“Terima kasih, Pak Marc. Berkunjunglah lagi kemari lain kali.”
Kata-kata pelayan toko makanan itu mengiringi langkah-langkah kaki Marc melewati ambang pintu. Marc mengangguk dan tersenyum getir, mengiyakan… bila ada lain kali.
Penampilan Marc kini berubah banyak. Ia mengenakan setelan baju, celana, baju lapis luar bahkan topi bertudung untuk perjalanan di padang pasir. Ia kini lebih mirip orang Ishmina daripada Lore. Sebuah tongkat kayu yang hampir setinggi tubuhnya tergenggam erat di tangan tunggal, pedang andalan tersampir di punggung agar mudah dijangkau bila diperlukan.
Ada lagi yang berbeda dari Marc. Ia kini tak lagi di Handelburg, melainkan di Erezhem. Ini adalah kota pelabuhan dan perdagangan terpenting, penghubung utama antara Ishmina dengan Benua Aurelia, serta gerbang menuju Gurun Sarab’ar.
Sejak dari Handelburg, sudah lima bulan Marc berkelana seorang diri lewat darat dan lautan.
Pasalnya, Caitlin McAllister yang semula berperan sebagai pemandunya kini tertahan di Handelburg. Ia harus membujuk Nyonya Braun agar mengizinkan suaminya membantu sahabat, menunggu persiapan Waltzer dan mengajarkan satu-dua hal pada Theodore cilik untuk mengisi waktu.
Tentu saja Caitlin memberikan banyak petunjuk pada Marc yang belum pernah ke padang gurun, termasuk arah dari Erezhem ke Hadassah, kota tempat Caitlin melihat Arcel.

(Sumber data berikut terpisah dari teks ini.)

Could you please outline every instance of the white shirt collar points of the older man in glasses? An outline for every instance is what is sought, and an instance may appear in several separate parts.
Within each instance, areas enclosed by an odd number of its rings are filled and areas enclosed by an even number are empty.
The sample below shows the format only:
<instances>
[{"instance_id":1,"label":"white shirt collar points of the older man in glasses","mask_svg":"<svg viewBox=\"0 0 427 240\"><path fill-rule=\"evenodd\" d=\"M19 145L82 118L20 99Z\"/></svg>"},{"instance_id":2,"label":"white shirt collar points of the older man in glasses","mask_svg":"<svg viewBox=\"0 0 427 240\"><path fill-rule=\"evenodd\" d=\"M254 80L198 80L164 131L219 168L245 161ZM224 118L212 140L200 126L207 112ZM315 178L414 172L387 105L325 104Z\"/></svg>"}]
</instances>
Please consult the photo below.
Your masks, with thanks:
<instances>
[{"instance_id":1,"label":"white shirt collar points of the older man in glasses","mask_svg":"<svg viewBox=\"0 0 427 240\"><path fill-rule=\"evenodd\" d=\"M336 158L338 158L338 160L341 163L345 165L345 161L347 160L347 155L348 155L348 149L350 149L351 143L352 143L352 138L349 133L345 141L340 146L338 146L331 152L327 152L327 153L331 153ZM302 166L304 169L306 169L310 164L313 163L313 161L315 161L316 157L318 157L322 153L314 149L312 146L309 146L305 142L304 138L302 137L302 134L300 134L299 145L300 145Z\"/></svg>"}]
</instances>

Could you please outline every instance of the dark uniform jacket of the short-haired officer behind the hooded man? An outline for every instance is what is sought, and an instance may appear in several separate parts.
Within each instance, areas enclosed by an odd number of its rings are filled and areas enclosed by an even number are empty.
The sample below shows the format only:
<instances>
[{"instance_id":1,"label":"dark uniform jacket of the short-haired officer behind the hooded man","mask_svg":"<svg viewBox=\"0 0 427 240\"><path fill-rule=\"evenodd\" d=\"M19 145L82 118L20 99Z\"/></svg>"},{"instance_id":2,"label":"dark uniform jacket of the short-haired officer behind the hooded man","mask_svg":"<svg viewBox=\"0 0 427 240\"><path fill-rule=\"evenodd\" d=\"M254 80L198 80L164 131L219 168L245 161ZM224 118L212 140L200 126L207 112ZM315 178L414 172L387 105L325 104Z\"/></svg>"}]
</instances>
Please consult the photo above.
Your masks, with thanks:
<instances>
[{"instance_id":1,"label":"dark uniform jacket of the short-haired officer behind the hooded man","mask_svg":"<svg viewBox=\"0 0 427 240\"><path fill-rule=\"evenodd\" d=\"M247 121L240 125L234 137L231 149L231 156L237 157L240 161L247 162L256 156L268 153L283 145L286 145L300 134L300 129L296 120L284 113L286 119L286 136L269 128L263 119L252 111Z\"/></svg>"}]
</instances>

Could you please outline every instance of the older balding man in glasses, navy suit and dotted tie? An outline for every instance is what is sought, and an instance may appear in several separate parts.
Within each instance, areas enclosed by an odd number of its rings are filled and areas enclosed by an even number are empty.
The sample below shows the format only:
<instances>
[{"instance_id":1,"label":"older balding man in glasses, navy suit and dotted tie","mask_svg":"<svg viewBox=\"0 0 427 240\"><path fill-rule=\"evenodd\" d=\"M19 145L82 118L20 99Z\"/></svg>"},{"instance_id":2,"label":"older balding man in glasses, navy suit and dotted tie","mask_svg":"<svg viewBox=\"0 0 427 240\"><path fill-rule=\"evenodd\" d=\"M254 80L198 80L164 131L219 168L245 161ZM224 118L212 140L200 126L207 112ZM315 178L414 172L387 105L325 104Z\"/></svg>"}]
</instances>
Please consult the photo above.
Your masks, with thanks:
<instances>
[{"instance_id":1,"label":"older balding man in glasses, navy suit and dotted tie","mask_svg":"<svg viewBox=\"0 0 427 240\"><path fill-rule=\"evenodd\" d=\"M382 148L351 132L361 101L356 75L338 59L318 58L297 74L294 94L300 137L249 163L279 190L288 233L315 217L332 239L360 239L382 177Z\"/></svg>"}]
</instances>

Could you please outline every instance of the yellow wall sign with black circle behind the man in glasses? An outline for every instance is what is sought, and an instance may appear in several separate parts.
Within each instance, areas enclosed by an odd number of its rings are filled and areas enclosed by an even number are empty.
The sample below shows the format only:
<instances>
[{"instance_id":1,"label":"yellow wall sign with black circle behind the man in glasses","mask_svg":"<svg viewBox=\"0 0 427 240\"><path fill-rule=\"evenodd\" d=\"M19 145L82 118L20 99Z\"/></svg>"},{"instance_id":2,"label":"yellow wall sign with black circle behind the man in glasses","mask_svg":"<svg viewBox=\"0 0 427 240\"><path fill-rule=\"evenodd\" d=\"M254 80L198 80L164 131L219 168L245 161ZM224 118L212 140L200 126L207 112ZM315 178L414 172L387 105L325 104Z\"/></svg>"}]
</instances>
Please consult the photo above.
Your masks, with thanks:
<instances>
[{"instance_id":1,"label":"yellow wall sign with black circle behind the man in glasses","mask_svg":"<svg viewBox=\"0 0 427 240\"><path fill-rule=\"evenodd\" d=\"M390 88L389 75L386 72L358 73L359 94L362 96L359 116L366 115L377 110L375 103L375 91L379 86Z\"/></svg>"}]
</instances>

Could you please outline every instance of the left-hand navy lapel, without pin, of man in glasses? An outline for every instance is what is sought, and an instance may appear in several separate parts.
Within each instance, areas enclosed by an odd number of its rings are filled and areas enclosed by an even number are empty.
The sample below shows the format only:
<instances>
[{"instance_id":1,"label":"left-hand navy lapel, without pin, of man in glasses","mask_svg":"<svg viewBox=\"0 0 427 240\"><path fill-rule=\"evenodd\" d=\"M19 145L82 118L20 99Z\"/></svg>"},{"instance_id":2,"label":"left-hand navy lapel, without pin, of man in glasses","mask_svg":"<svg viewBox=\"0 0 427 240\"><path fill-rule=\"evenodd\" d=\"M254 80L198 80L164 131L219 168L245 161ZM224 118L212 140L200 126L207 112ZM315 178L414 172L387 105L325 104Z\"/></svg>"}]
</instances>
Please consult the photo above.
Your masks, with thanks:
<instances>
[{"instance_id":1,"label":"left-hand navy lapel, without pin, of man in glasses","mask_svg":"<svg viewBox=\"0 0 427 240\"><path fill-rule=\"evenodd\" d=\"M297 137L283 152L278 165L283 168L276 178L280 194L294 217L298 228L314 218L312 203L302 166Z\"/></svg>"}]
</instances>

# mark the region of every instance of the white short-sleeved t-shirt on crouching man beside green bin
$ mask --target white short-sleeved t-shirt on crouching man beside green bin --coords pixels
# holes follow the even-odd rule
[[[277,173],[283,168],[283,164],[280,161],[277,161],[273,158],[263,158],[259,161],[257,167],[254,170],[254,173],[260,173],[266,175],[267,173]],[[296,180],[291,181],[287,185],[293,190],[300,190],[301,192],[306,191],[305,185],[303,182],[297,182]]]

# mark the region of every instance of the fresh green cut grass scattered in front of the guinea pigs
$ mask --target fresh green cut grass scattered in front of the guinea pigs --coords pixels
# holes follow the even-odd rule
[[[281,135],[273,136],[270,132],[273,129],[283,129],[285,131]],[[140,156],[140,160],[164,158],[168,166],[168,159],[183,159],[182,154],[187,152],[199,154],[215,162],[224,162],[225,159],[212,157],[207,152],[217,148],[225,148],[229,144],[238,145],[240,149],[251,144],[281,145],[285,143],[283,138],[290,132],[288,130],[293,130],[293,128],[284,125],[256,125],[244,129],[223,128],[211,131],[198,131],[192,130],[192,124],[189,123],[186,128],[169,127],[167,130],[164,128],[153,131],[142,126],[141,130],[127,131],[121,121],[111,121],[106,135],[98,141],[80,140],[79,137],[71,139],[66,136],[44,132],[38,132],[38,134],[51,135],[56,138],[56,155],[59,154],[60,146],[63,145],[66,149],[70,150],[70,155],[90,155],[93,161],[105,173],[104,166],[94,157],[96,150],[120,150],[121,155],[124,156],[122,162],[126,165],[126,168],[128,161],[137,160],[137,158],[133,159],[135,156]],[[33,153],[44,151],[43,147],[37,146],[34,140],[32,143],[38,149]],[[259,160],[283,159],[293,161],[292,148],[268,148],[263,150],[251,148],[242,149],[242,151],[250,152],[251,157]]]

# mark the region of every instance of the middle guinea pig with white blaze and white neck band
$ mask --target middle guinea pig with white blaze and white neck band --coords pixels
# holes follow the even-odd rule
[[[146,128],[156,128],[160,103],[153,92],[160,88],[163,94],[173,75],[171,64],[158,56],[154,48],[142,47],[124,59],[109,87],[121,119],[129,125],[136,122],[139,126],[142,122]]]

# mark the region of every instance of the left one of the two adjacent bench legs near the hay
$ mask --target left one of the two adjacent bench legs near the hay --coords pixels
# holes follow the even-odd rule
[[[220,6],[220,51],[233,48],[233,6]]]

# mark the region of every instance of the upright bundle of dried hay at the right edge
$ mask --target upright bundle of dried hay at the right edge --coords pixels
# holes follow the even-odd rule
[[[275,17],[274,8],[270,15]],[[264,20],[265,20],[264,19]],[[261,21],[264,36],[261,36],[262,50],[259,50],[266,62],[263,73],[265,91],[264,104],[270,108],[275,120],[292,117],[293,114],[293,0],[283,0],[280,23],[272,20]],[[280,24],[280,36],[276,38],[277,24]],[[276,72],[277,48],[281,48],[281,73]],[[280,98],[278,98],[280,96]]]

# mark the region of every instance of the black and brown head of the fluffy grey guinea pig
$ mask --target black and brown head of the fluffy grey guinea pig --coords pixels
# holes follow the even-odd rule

Namun, arah saja tidaklah cukup. Marc butuh pemandu yang menguasai medan agar terhindar dari kesulitan seperti pasir isap, bandit gurun dan monster, juga yang tahu arah ke oase terdekat.
Memenuhi pesan Caitlin itulah, kini Marc memasuki kedai minum kecil di bagian timur kota. Suasananya kotor nan pengap, penuh bau-bauan tak sedap, berbeda jauh dengan Kedai Hazmat yang bersih dan mewah. Yah, setidaknya keributan dan baku-hantam yang sedang berlangsung di sini, yang kebanyakan disebabkan oleh masalah sepele takkan membuat semua yang terlibat dilarang masuk lagi.
Sambil mengelak dari mug yang melayang ke arah kepala, Marc duduk di hadapan pelayan kedai. Ia mencicipi minuman yang rasanya asam seperti keringat, lalu bicara pada pelayan, “Aku sedang mencari pemandu ke Gurun Sarab’ar Barat.”
Si pelayan, seorang pria berperut buncit, setengah botak dan hanya mengenakan celemek pengganti baju mendekat. Bau tubuhnya menyengat hidung, membuat Marc berjengit.
“Sesuatu mengganggumu?” Si buncit kedengaran tersinggung.
“Tidak,” ujar Marc tergesa-gesa. “Apa kau bisa membantuku?”
Si lawan bicara terdiam, memutar bola mata ke sekeliling lalu memberi isyarat dengan dagunya. “Ahmed di sana itu. Ia pemandu termurah yang…”
Marc memotong, “Uang bukan masalah. Aku butuh yang terbaik.” Tentunya ia tak menjelaskan pesan Caitlin, makin mahir seorang pemandu, tarifnya makin mahal, dan peluang sampai di tujuan dengan selamat makin besar pula.
“Kalau begitu, temuilah Jamila. Ia duduk di meja ujung, sedang adu panco. Mudah dikenali, karena dia memang wanita.”